Lasso prepares a ‘populist’ referendum with focus on the prison crisis, crime and unemployment

Apr 11, 2022 | 9 comments

President Guillermo Lasso said Saturday that he is preparing questions to appear on a popular referendum later this year. “We haven’t made a final decision on all the issues to be included but we know that prison security, the elimination of Cpccs [Council for Citizen Participation and Social Control] and employment will be among them.”

President Guillermo Lasso

Lasso said he expects to submit the questions to the Constitutional Court for approval within three weeks. “Because of the crises we face, there is an urgency for putting these matters before the voters as soon as possible,” he said, adding that a vote could come as soon as September or October.

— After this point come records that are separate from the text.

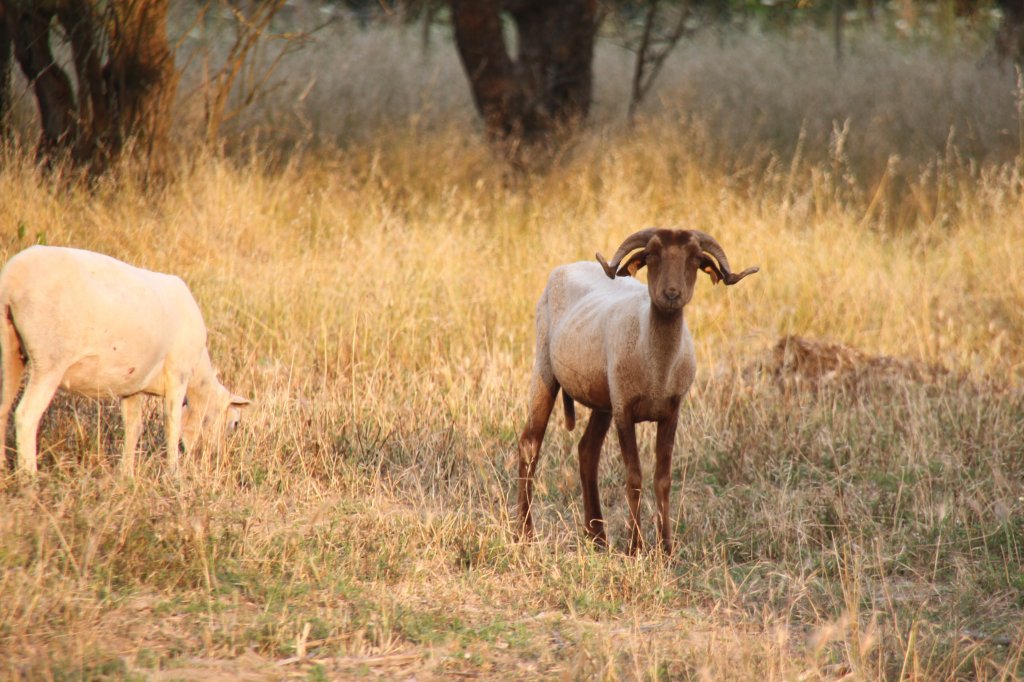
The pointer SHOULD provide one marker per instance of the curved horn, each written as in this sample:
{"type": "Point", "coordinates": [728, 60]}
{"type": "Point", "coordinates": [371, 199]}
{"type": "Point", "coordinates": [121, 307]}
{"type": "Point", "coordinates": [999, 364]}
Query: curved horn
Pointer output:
{"type": "Point", "coordinates": [632, 243]}
{"type": "Point", "coordinates": [714, 249]}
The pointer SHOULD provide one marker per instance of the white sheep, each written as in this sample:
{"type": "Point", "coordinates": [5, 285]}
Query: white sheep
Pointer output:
{"type": "Point", "coordinates": [94, 326]}
{"type": "Point", "coordinates": [623, 349]}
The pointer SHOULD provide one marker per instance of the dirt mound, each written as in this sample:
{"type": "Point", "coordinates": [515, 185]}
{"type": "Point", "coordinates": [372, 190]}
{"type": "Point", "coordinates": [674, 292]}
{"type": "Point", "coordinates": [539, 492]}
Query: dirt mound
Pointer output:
{"type": "Point", "coordinates": [799, 364]}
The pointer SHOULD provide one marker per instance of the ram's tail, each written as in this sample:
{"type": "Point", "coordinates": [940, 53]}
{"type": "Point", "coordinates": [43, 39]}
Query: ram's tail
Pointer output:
{"type": "Point", "coordinates": [11, 369]}
{"type": "Point", "coordinates": [569, 411]}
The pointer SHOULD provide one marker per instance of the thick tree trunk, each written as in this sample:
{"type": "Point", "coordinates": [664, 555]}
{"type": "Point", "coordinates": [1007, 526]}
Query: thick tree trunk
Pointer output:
{"type": "Point", "coordinates": [141, 77]}
{"type": "Point", "coordinates": [124, 71]}
{"type": "Point", "coordinates": [29, 25]}
{"type": "Point", "coordinates": [548, 85]}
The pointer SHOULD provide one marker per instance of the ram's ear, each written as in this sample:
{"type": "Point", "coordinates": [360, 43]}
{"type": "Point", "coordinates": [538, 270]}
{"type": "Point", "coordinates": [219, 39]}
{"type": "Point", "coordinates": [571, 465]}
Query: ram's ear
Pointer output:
{"type": "Point", "coordinates": [709, 265]}
{"type": "Point", "coordinates": [633, 264]}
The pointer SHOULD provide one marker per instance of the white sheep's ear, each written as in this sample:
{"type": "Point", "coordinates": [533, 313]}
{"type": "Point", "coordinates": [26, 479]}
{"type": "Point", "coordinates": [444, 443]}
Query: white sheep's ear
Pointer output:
{"type": "Point", "coordinates": [633, 265]}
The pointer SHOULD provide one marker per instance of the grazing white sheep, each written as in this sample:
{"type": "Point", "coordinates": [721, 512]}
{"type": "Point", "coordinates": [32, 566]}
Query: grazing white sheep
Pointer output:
{"type": "Point", "coordinates": [94, 326]}
{"type": "Point", "coordinates": [623, 349]}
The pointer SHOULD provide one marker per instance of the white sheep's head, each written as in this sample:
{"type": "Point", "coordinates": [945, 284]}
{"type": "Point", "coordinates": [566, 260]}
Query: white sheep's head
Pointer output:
{"type": "Point", "coordinates": [673, 258]}
{"type": "Point", "coordinates": [208, 415]}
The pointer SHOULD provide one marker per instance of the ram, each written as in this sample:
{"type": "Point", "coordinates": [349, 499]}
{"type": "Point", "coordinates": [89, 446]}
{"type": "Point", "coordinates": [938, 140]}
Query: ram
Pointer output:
{"type": "Point", "coordinates": [94, 326]}
{"type": "Point", "coordinates": [622, 349]}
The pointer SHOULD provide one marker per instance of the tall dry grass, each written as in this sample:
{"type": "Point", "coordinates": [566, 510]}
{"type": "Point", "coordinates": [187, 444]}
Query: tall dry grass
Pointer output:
{"type": "Point", "coordinates": [373, 290]}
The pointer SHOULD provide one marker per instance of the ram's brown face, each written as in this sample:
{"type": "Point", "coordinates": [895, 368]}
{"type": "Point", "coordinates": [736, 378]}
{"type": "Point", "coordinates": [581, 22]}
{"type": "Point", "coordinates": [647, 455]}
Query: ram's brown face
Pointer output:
{"type": "Point", "coordinates": [673, 260]}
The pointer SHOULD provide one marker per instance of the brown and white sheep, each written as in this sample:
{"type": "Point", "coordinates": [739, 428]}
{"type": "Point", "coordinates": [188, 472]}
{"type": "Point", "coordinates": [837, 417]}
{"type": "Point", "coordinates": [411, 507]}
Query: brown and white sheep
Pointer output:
{"type": "Point", "coordinates": [624, 350]}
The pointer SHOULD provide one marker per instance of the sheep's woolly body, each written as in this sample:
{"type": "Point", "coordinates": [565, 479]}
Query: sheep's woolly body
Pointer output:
{"type": "Point", "coordinates": [606, 347]}
{"type": "Point", "coordinates": [97, 327]}
{"type": "Point", "coordinates": [623, 349]}
{"type": "Point", "coordinates": [111, 329]}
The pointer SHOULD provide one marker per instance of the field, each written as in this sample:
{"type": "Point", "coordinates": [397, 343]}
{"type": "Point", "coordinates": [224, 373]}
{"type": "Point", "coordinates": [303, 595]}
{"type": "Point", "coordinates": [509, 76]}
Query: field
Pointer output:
{"type": "Point", "coordinates": [368, 269]}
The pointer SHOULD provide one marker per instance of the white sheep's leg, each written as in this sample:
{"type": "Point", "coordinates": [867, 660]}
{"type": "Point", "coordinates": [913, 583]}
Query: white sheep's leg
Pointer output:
{"type": "Point", "coordinates": [590, 457]}
{"type": "Point", "coordinates": [12, 371]}
{"type": "Point", "coordinates": [38, 394]}
{"type": "Point", "coordinates": [663, 476]}
{"type": "Point", "coordinates": [173, 399]}
{"type": "Point", "coordinates": [541, 403]}
{"type": "Point", "coordinates": [131, 415]}
{"type": "Point", "coordinates": [634, 477]}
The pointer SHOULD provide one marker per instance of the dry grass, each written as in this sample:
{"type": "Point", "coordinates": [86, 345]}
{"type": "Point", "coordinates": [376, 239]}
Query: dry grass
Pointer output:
{"type": "Point", "coordinates": [376, 301]}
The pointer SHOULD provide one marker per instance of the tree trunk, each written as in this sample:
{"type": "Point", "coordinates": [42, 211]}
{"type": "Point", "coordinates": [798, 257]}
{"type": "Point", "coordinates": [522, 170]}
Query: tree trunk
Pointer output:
{"type": "Point", "coordinates": [6, 57]}
{"type": "Point", "coordinates": [141, 77]}
{"type": "Point", "coordinates": [548, 86]}
{"type": "Point", "coordinates": [29, 24]}
{"type": "Point", "coordinates": [124, 71]}
{"type": "Point", "coordinates": [1010, 37]}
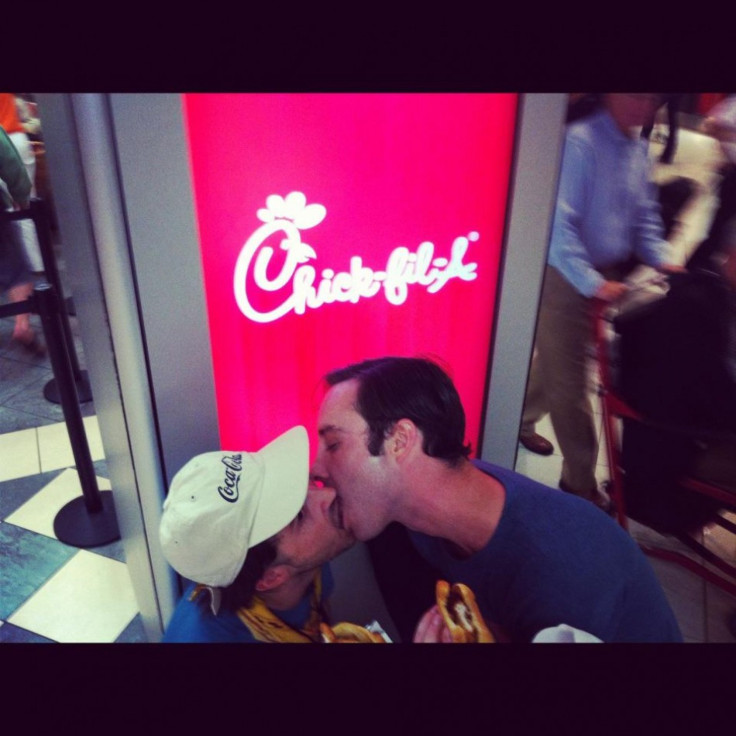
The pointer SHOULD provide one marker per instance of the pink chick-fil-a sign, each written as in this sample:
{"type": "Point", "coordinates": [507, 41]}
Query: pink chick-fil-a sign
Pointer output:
{"type": "Point", "coordinates": [339, 227]}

Political analysts say the referendum is Lasso’s means of bypassing the National Assembly, which has blocked his proposals to change labor laws, attract business investment and to raise taxes. “Because of opposition in the National Assembly, the country has become ungovernable in recent weeks and it is hard to imagine the situation improving. It’s also hard to imagine any of the president’s proposals being approved in the Assembly,” says Miguel Castro, a political science professor at the University of San Francisco-Quito.

“Because he will choose and write the questions, the president will have the strong upper hand in a popular vote,” Castro says. “He will focus on violence in the prisons and the public’s fear of rising crime but his real motive is to enact his agenda that has been blocked in the Assembly. This will be a bitter fight, since the opposition, particularly the Correistas, understands clearly what he is doing but I think Lasso’s populist message will carry the day.”

Former deputy interior minister Alfredo Espinosa agrees. “The question of instability, in and out of prisons, will pass by big margins and will influence voters on Lasso’s other issues. The situation with prisons and crime in general are really red herrings since the mechanism already exists in current law to deal with it, but the president is playing to the crowd.”

Like Castro, Espinosa believes opposition to the referendum questions will be intense but will fail. “Getting rid of the Cpccs will severely limit the Correistas in gaining control of the government and, of course, they will be furious that Lasso is ignoring their votes in the Assembly. The problem for the opposition in the National Assembly, however, is that they are even more unpopular than the president.”

Espinosa cites a recent composite of political polls compiled by the University of San Francisco. “The president’s favorability rating is only 42 percent, which is not good. On the other hand, the Assembly’s is only 12 percent.”